# Proposition 18

Between two similar plane numbers there is one mean proportional number, and the plane number has to the plane number the ratio duplicate of that which the corresponding side has to the corresponding side.

Let A and B be two similar plane numbers, and let the numbers C and D be the sides of A, and E and F of B.

Now, since similar plane numbers are those which have their sides proportional, therefore C is to D as E is to F.

VII.Def.21

I say then that between A and B there is one mean proportional number, and A has to B the ratio duplicate of that which C has to E, or as D has to F, that is, of that which the corresponding side has to the corresponding side.

VII.13

Now since C is to D as E is to F, therefore, alternately C is to E as D is to F.

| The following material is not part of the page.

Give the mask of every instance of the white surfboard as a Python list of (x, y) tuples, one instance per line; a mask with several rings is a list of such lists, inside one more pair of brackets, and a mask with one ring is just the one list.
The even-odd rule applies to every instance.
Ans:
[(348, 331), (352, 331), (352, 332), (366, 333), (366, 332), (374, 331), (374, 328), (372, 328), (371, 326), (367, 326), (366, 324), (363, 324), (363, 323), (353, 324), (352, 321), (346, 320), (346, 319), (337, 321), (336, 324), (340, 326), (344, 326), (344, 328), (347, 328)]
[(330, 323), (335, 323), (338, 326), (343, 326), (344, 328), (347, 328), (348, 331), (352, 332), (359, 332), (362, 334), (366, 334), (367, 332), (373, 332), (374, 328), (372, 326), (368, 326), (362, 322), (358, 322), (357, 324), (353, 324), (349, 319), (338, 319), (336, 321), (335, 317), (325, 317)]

And, since A is plane, and C and D are its sides, therefore D multiplied by C makes A. For the same reason also E multiplied by F makes B.

VII.17

Multiply D by E to make G. Then, since D multiplied by C makes A, and multiplied by E makes G, therefore C is to E as A is to G.

VII.17

But C is to E as D is to F, therefore D is to F as A is to G. Again, since E multiplied by D makes G, and multiplied by F makes B, therefore D is to F as G is to B.

But it was also proved that D is to F as A is to G, therefore A is to G as G is to B. Therefore A, G, and B are in continued proportion.

Therefore between A and B there is one mean proportional number.

I say next that A also has to B the ratio duplicate of that which the corresponding side has to the corresponding side, that is, of that which C has to E or D has to F.

V.Def.9

Since A, G, and B are in continued proportion, A has to B the ratio duplicate of that which it has to G. And A is to G as C is to E, and as D is to F. Therefore A also has to B the ratio duplicate of that which C has to E or D has to F.

Therefore, between two similar plane numbers there is one mean proportional number, and the plane number has to the plane number the ratio duplicate of that which the corresponding side has to the corresponding side.

Q.E.D.

## Guide

This proposition generalizes VIII.11 from squares to similar rectangles.

#### Outline of the proof

Assume that the similar plane numbers are cd and ef so that c : d = e : f, or, alternately, c : e = d : f. Then c : e = cd : de, and d : f = de : ef, therefore the ratio of the plane numbers cd : ef is compounded of the ratios of the corresponding sides c : e and d : f. Also, since the ratios of the corresponding sides are the same, the ratio of the plane numbers is the duplicate of the ratio of the sides. Furthermore, since cd : de = de : ef, the number de is a mean proportional between the two plane numbers cd and ef.

#### Use of this proposition

This proposition is used in several of the remaining propositions in this book beginning with the next. It is also used in the first two propositions of Book IX. Proposition VIII.20 is a partial converse of this one.